私自身、小学生の頃に横山光輝の漫画『三国志』を読み、個性豊かな英雄達の活躍に胸を躍らせたのを覚えています。ですので、まず手始めにこの漫画『三国志』から入られるのをお勧めします。全60巻の大著で、大雑把に言ってしまえば、1~20巻あたりは群雄割拠を、20~40巻あたりは諸葛孔明らが登場し三国時代の成立を、40巻あたり以降は曹操・劉備亡き後の世界を描いています。小学生から大人までどなたでも、スラスラと読めてしまうかと思います。
そうしますと、三国志熱が沸々と湧いてくることでしょう。その次は定番小説に進まれるのが定石です。となれば、横山光輝版の基ともなっている定番中の定番吉川英治『三国志』は外せないでしょう。

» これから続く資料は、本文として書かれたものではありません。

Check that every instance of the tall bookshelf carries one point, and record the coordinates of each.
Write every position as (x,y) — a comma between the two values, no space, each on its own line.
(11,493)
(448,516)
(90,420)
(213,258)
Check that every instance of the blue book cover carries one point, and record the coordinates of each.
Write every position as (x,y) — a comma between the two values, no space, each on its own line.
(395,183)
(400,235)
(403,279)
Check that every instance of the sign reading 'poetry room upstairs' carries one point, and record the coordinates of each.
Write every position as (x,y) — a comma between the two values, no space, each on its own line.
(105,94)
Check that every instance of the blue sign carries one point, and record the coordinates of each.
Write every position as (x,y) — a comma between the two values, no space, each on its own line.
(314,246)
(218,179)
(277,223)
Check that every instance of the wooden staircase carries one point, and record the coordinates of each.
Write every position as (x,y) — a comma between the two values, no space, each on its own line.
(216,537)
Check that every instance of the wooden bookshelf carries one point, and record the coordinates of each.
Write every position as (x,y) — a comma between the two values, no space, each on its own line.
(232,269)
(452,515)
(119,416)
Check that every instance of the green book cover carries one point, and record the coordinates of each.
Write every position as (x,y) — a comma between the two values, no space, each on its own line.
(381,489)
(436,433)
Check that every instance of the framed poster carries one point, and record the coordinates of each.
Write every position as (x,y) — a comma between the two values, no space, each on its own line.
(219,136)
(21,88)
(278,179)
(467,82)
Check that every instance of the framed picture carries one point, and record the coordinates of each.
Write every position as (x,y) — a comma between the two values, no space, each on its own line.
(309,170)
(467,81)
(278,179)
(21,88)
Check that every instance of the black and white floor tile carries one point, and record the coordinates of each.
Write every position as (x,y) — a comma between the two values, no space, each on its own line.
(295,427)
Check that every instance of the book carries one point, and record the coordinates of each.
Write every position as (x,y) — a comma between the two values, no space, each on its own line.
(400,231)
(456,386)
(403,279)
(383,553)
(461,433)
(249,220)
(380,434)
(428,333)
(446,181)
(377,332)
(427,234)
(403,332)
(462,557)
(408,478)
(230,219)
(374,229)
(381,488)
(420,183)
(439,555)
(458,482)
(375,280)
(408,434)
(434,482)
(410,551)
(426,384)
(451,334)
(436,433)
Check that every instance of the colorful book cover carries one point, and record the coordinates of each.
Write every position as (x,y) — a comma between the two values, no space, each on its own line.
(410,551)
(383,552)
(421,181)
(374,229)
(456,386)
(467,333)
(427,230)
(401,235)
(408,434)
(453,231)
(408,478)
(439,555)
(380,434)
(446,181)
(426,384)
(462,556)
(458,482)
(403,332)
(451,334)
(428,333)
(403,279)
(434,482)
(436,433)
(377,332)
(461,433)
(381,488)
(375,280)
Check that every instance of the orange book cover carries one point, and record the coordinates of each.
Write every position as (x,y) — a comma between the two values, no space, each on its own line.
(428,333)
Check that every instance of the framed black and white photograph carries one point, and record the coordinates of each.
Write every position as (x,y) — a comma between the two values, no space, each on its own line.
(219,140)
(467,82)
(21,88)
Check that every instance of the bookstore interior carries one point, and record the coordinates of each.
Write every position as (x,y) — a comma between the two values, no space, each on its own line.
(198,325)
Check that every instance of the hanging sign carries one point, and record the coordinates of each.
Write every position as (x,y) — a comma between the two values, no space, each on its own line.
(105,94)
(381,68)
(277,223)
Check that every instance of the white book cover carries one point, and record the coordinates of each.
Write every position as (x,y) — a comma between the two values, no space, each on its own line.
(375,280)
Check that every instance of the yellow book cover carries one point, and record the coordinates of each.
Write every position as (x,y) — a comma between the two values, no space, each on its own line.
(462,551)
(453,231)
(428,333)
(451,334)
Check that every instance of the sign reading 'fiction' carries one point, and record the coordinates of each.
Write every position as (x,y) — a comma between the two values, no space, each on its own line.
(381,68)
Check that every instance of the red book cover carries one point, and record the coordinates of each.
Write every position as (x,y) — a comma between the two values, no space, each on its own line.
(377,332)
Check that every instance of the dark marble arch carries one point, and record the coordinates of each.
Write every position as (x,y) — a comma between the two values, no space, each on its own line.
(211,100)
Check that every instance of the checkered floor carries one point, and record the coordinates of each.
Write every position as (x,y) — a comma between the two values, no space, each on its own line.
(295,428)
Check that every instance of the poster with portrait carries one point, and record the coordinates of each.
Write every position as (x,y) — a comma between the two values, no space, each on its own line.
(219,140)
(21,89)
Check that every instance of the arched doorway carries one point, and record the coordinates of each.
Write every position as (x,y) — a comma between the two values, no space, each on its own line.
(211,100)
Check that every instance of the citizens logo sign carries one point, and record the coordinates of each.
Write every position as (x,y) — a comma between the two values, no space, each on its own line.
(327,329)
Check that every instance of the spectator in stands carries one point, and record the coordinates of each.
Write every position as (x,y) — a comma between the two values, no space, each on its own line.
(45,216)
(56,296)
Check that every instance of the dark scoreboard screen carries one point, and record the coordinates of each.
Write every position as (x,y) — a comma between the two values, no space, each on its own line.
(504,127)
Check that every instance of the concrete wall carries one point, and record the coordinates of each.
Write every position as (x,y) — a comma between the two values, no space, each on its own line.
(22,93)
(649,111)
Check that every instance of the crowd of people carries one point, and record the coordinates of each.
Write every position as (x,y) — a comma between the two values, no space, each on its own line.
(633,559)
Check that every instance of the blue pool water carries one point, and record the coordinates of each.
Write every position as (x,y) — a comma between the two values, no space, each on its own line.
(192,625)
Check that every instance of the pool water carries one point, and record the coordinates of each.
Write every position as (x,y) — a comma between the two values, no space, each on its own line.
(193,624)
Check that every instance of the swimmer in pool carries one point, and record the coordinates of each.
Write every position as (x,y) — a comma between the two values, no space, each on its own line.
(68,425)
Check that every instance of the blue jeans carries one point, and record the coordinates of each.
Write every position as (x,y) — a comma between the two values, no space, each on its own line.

『三国志演義』をベースに若干のオリジナルを加えた本書は、それまでの定番であった『通俗三国志』*に打って変わり、現在でも日本でのいわゆる三国志のスタンダードと呼べるものです。
さてここまでくると、人によって関心の方向性が様々分かれてくると思われます。もっと様々な作品で一大スペクタクルに浸っていたい、という方なら、例えば柴田錬三郎『三国志英雄ここにあり』。そして一押しなのが、大阪にもゆかりの深い陳舜臣が著した『秘本三国志』。宗教的な側面にも光を当て、吉川三国志とはまた違った味わいがあり、読ませます。それ以外にも関連の映画作品やドラマ、人形劇、はたまたビデオゲーム、ソーシャルゲームなど、様々なメディアで存分に楽しまれるのがよいかと思います。
一方で、史実が気になりだした方には、標題にも挙げた『正史三国志』。
先程『三国志演義』と書きましたが、これは明代に書かれたといわれる小説で、これが三国志の物語の根幹をなすものです。当時、三国時代を扱った講談・芝居・小説等が数々あり、これらを編纂したともいわれています。故にドラマチックなエピソードが多く盛り込まれ物語を彩る反面、フィクションも少なからずあるようです。他方、晋に仕えた蜀出身の陳寿によって紀伝体で著された『正史三国志』は、王朝公認の歴史書(正史)です(とはいえこれもすべて史実かと言えば、議論のある箇所も少なくない模様。陳寿の意図等を想像しつつ読むのも面白いでしょう)。1992-1993年に筑摩書房より出版された本書は、現代の我々にも大変読みやすく編集されています。1800年も昔のこととは思えない、人物達の息づかいを感じるようです。また4巻魏書4の東夷伝にはいわゆる魏志倭人伝が収録されています。ちなみに北方謙三『三国志』は『三国志演義』でなく、この正史に基づいて描かれています。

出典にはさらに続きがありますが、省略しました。